From van@lbl-csam.arpa  Thu Feb 18 19:16:31 1988
Posted-Date: Thu, 18 Feb 88 19:16:00 PST
Received-Date: Thu, 18 Feb 88 19:16:31 PST
Received: from LBL-CSAM.ARPA by venera.isi.edu (5.54/5.51)
	id AA21372; Thu, 18 Feb 88 19:16:31 PST
Received: by lbl-csam.arpa (5.58/1.18)
	id AA04615; Thu, 18 Feb 88 19:16:02 PST
Message-Id: <8802190316.AA04615@lbl-csam.arpa>
To: braden@venera.isi.edu
Cc: jon@cs.ucl.ac.uk, end2end-interest@venera.isi.edu
Subject: Re: Randomising events 
In-Reply-To: Your message of Wed, 17 Feb 88 10:38:06 PST.
Date: Thu, 18 Feb 88 19:16:00 PST
From: Van Jacobson <van@lbl-csam.arpa>
Status: R

Bob -

I think that network queuing theorists may have given math a bad
name.  Chemists and physicists are, occasionally, practical
people with practical problems to solve.  They almost always
want to understand how to make some particular thing work or
stop working.  But, because of the scale of things they deal
with (e.g., 10^23 molecules in a gram of air), they found that
most understanding was rooted in a mathematical description of
the observed phenomena.  As the scale of our networks increases
from tens to hundreds or thousands of hosts, I suspect we will
be forced into that same mode of understanding.
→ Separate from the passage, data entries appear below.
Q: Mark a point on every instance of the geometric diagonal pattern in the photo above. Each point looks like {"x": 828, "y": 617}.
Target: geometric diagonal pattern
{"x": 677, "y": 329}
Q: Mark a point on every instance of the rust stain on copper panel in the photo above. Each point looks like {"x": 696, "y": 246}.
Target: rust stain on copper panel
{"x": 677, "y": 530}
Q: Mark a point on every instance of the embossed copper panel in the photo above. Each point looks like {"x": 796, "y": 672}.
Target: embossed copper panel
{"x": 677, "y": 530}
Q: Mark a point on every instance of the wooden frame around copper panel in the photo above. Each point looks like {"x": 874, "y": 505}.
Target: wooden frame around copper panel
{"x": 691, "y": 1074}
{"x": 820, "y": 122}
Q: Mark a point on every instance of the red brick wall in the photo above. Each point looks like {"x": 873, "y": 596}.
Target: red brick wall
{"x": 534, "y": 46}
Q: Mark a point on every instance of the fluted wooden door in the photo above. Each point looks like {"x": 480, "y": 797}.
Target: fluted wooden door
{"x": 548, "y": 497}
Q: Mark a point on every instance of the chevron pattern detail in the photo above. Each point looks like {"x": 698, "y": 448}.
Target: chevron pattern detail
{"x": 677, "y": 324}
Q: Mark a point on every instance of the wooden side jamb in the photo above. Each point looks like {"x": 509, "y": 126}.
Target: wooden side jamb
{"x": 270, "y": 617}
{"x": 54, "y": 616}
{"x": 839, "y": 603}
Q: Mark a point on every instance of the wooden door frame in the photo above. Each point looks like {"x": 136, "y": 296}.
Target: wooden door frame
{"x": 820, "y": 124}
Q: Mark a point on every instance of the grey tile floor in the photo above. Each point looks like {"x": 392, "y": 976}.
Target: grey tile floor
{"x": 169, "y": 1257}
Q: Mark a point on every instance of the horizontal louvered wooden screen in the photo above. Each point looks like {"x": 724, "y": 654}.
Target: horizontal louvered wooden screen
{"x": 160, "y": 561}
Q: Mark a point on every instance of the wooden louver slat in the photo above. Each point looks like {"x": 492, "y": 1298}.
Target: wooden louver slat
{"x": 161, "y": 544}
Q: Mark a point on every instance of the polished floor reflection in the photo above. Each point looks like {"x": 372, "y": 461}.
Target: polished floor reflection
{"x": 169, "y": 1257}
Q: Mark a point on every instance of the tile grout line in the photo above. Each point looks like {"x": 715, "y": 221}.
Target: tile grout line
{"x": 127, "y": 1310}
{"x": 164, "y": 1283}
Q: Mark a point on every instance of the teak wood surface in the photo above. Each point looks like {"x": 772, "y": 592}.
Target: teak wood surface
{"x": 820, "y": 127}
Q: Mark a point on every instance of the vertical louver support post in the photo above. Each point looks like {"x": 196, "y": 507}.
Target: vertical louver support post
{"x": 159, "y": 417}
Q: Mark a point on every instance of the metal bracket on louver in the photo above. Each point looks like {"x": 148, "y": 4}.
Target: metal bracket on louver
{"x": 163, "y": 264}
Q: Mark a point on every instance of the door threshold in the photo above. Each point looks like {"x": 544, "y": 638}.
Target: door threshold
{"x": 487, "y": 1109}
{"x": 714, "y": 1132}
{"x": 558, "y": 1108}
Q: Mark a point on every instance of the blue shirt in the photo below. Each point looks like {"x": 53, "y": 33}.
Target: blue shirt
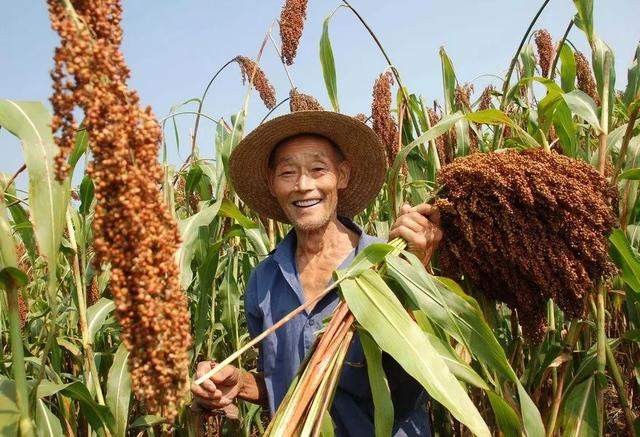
{"x": 274, "y": 290}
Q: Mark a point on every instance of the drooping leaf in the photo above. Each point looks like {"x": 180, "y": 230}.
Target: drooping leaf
{"x": 119, "y": 390}
{"x": 584, "y": 107}
{"x": 328, "y": 65}
{"x": 97, "y": 313}
{"x": 48, "y": 199}
{"x": 47, "y": 424}
{"x": 580, "y": 413}
{"x": 383, "y": 406}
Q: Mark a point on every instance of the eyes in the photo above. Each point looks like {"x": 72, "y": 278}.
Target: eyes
{"x": 290, "y": 171}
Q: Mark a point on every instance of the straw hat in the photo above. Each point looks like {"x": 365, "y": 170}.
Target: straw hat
{"x": 360, "y": 145}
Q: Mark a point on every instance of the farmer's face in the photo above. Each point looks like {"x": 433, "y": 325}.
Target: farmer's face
{"x": 306, "y": 176}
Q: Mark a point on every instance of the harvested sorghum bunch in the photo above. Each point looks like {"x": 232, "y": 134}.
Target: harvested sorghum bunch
{"x": 303, "y": 102}
{"x": 525, "y": 227}
{"x": 485, "y": 98}
{"x": 586, "y": 82}
{"x": 250, "y": 70}
{"x": 383, "y": 123}
{"x": 134, "y": 233}
{"x": 546, "y": 52}
{"x": 292, "y": 19}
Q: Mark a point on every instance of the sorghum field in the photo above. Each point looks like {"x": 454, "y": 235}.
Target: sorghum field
{"x": 529, "y": 318}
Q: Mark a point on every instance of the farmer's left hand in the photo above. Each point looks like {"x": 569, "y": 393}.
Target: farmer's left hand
{"x": 419, "y": 226}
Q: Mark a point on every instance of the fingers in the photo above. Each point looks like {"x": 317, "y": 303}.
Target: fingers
{"x": 429, "y": 211}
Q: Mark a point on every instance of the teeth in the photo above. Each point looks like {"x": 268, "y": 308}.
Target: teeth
{"x": 305, "y": 203}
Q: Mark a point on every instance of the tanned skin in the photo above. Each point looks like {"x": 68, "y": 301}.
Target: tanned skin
{"x": 306, "y": 175}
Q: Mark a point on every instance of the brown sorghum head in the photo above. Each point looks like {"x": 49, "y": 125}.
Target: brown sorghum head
{"x": 303, "y": 102}
{"x": 525, "y": 227}
{"x": 383, "y": 123}
{"x": 361, "y": 117}
{"x": 546, "y": 52}
{"x": 250, "y": 70}
{"x": 292, "y": 19}
{"x": 485, "y": 98}
{"x": 586, "y": 82}
{"x": 463, "y": 96}
{"x": 134, "y": 233}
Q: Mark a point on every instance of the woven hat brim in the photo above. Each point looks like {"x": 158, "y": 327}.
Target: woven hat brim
{"x": 249, "y": 166}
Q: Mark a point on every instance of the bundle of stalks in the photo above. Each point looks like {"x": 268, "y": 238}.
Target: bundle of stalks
{"x": 303, "y": 409}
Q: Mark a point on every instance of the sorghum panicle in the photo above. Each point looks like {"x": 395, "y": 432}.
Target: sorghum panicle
{"x": 361, "y": 117}
{"x": 485, "y": 98}
{"x": 586, "y": 81}
{"x": 292, "y": 17}
{"x": 260, "y": 81}
{"x": 546, "y": 52}
{"x": 463, "y": 96}
{"x": 303, "y": 102}
{"x": 525, "y": 227}
{"x": 134, "y": 233}
{"x": 383, "y": 123}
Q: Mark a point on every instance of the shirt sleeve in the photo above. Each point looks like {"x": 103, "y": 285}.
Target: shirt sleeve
{"x": 253, "y": 314}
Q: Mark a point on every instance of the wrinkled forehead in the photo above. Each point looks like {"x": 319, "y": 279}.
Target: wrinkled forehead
{"x": 308, "y": 145}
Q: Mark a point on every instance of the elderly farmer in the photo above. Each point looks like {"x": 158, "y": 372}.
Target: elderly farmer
{"x": 316, "y": 170}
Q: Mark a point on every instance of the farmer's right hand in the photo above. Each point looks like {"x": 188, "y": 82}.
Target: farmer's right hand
{"x": 221, "y": 389}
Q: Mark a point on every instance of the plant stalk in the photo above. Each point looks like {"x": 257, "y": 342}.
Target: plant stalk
{"x": 17, "y": 357}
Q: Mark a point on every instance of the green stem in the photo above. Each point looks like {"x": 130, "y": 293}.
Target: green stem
{"x": 601, "y": 352}
{"x": 497, "y": 139}
{"x": 619, "y": 384}
{"x": 17, "y": 356}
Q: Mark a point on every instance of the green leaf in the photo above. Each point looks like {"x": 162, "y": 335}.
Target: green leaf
{"x": 189, "y": 235}
{"x": 98, "y": 416}
{"x": 580, "y": 413}
{"x": 119, "y": 390}
{"x": 449, "y": 82}
{"x": 97, "y": 313}
{"x": 47, "y": 424}
{"x": 48, "y": 199}
{"x": 624, "y": 257}
{"x": 383, "y": 406}
{"x": 380, "y": 312}
{"x": 146, "y": 421}
{"x": 12, "y": 277}
{"x": 583, "y": 106}
{"x": 460, "y": 318}
{"x": 328, "y": 65}
{"x": 585, "y": 16}
{"x": 506, "y": 417}
{"x": 567, "y": 68}
{"x": 632, "y": 91}
{"x": 632, "y": 173}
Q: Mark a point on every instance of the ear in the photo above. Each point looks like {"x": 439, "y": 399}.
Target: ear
{"x": 270, "y": 176}
{"x": 344, "y": 171}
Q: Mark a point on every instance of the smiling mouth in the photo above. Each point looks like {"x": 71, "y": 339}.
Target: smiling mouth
{"x": 306, "y": 203}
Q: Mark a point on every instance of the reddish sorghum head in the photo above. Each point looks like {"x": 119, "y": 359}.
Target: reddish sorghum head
{"x": 134, "y": 232}
{"x": 292, "y": 19}
{"x": 525, "y": 227}
{"x": 251, "y": 71}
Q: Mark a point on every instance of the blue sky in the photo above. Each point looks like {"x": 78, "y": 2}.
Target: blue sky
{"x": 174, "y": 47}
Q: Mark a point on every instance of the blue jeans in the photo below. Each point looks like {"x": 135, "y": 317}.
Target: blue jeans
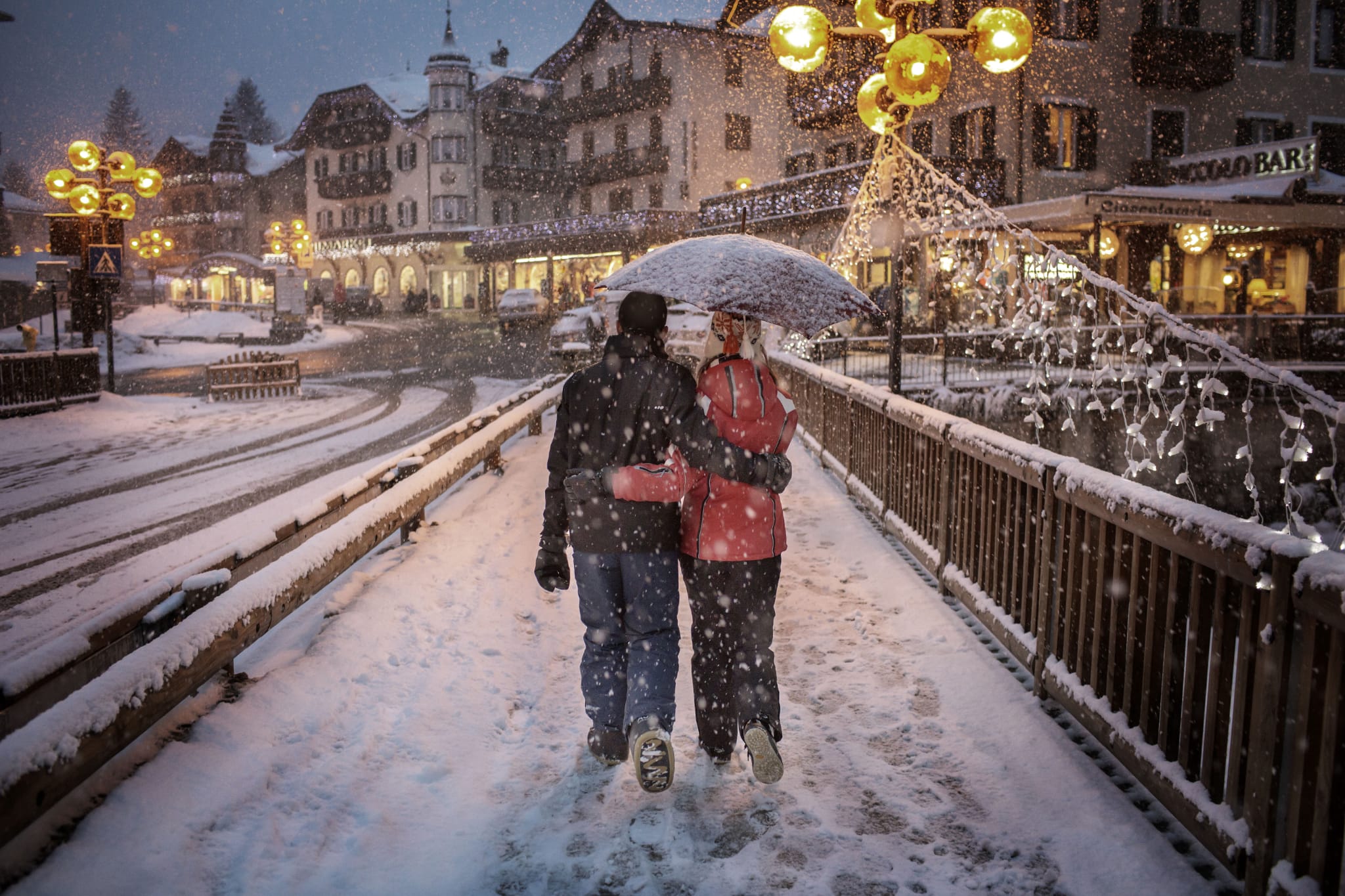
{"x": 628, "y": 606}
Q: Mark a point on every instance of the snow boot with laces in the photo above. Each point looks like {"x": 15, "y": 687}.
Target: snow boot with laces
{"x": 651, "y": 748}
{"x": 608, "y": 746}
{"x": 766, "y": 759}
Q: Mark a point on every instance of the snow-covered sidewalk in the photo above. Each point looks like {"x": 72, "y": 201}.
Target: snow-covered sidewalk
{"x": 136, "y": 350}
{"x": 420, "y": 730}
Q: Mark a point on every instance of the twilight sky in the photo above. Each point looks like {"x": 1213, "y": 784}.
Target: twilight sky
{"x": 60, "y": 61}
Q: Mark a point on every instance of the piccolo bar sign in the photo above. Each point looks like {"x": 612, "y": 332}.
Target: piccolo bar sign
{"x": 1246, "y": 163}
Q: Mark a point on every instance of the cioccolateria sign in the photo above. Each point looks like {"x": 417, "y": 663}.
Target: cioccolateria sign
{"x": 1246, "y": 163}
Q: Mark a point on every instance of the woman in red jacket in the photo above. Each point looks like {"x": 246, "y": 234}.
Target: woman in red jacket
{"x": 732, "y": 540}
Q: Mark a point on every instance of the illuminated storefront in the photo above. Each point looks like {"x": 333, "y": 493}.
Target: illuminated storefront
{"x": 222, "y": 280}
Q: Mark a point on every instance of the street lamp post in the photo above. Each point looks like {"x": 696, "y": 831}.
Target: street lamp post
{"x": 151, "y": 245}
{"x": 96, "y": 198}
{"x": 916, "y": 68}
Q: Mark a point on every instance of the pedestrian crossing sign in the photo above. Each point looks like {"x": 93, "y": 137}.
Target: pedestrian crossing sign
{"x": 105, "y": 261}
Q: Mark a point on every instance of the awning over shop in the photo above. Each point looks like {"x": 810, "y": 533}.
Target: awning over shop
{"x": 1179, "y": 203}
{"x": 215, "y": 263}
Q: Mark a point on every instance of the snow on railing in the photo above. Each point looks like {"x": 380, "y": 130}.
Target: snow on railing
{"x": 1067, "y": 317}
{"x": 1204, "y": 651}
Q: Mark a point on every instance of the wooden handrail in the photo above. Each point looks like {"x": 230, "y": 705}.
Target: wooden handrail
{"x": 1206, "y": 652}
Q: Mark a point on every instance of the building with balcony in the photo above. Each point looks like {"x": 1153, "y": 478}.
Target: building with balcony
{"x": 219, "y": 195}
{"x": 654, "y": 116}
{"x": 391, "y": 181}
{"x": 1091, "y": 133}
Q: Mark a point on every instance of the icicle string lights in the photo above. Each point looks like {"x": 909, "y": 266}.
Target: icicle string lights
{"x": 1106, "y": 350}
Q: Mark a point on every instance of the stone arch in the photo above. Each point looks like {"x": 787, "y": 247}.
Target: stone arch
{"x": 324, "y": 269}
{"x": 408, "y": 280}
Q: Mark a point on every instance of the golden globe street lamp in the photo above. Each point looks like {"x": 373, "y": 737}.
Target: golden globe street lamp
{"x": 97, "y": 191}
{"x": 915, "y": 70}
{"x": 151, "y": 246}
{"x": 294, "y": 241}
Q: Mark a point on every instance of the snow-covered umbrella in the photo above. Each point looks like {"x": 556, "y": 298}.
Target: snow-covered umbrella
{"x": 747, "y": 276}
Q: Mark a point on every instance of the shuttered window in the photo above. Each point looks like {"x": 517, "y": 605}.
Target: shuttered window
{"x": 1064, "y": 137}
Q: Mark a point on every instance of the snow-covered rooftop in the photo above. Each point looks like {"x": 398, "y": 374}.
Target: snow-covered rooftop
{"x": 263, "y": 159}
{"x": 407, "y": 93}
{"x": 23, "y": 269}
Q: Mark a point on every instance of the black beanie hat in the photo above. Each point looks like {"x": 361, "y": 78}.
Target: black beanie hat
{"x": 643, "y": 313}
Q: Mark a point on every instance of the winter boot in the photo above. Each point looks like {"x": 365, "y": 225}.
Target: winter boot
{"x": 651, "y": 747}
{"x": 766, "y": 759}
{"x": 608, "y": 746}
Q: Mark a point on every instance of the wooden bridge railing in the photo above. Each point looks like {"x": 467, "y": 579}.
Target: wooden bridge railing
{"x": 34, "y": 382}
{"x": 1206, "y": 652}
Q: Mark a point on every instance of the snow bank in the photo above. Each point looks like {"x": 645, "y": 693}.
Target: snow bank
{"x": 55, "y": 735}
{"x": 64, "y": 649}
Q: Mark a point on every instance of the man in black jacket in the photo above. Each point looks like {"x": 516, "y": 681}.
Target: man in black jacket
{"x": 628, "y": 409}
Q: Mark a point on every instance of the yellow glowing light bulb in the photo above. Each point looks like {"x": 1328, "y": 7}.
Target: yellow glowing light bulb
{"x": 916, "y": 70}
{"x": 84, "y": 199}
{"x": 148, "y": 182}
{"x": 1001, "y": 39}
{"x": 875, "y": 104}
{"x": 60, "y": 182}
{"x": 799, "y": 38}
{"x": 121, "y": 165}
{"x": 84, "y": 155}
{"x": 121, "y": 206}
{"x": 1110, "y": 244}
{"x": 1195, "y": 238}
{"x": 866, "y": 16}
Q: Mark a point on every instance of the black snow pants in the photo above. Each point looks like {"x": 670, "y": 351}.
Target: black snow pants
{"x": 732, "y": 662}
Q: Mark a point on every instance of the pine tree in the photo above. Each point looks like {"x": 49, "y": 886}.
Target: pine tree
{"x": 18, "y": 179}
{"x": 121, "y": 127}
{"x": 250, "y": 114}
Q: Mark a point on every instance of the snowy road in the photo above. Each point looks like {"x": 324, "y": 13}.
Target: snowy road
{"x": 420, "y": 730}
{"x": 100, "y": 499}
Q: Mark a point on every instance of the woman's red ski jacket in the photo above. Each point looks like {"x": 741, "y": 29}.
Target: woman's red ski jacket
{"x": 724, "y": 521}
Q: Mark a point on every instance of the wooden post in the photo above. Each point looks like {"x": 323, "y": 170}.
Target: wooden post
{"x": 1048, "y": 561}
{"x": 1270, "y": 695}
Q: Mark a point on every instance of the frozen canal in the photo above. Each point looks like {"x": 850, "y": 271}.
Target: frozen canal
{"x": 418, "y": 729}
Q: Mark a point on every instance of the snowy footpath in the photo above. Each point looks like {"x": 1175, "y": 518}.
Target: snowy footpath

Mathematical descriptions tend to wrap a lot of information into
a small package.  Also, because such descriptions derive from
formal proofs, they always tell you their domain of applicability.
Thus, given a formal description of a synchronization
phenomenon, one should be able to get insights on the
complementary desynchronization by inverting the question one
asks of the equation (e.g., find maxima instead of minima).  Or,
if the description is monotone, the equation has told you than
no system following the constraints of the derivation will work.
Since you know the constraints, you know what class of things to
change while searching for something that will do what you want.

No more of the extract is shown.